David Lammy, the Deputy Prime Minister, said in October that Labour was “up for the fight”.
Lammy, who has two brothers living with prostate cancer, said momentum was necessary in the campaign for checking those at greatest risk of the disease.
Wes Streeting, the Health Secretary, has applauded The Telegraph’s campaign, highlighting this newspaper’s long history of campaigning for better cancer care.
Earlier in 2025, he said: “As a cancer survivor who owes his life to the NHS, I know all too well how important screening is and I would like to see a screening programme in place, but it must be evidence-led.”
The advisory committee has previously rejected screening because of concerns that the unreliability of PSA tests means that too many men are undergoing needless procedures that can cause harm.
But in recent years, the technology used to make a diagnosis has much improved, while treatment has become more targeted.
Men can ask GPs for tests, but many doctors refuse them to those under 50 and surgeries are told not to proactively offer them.
Charities have warned that this situation fuels inequalities, with middle-class men far more likely to seek checks and far higher death rates being prevalent among those in deprived areas.
Black men are twice as likely to get prostate cancer and to die of the disease.
A trial is being launched during November to compare different models of screening, with hopes it could cut deaths from prostate cancer by as much as 40%.
But its start date has been repeatedly delayed, meaning the first results will not be reported for another three years.
Advocates of screening say the NHS should not delay, suggesting the case for targeted checks has been made.

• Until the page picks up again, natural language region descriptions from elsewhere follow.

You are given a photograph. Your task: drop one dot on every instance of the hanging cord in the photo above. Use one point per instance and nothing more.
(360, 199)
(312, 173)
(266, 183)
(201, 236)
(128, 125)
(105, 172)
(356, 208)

There is concern that the health service is not capable of identifying at-risk groups because of the poor quality of medical records. But recent trials found schemes were able to pinpoint such patients, urging them to come forward for tests.
Currently, around half of cases of prostate cancer are only diagnosed at later stages, when treatment is far less likely to succeed.
The 10-year survival rate is more than 90% for men diagnosed at stages one and two, falling to just 18.6% for those with stage four disease.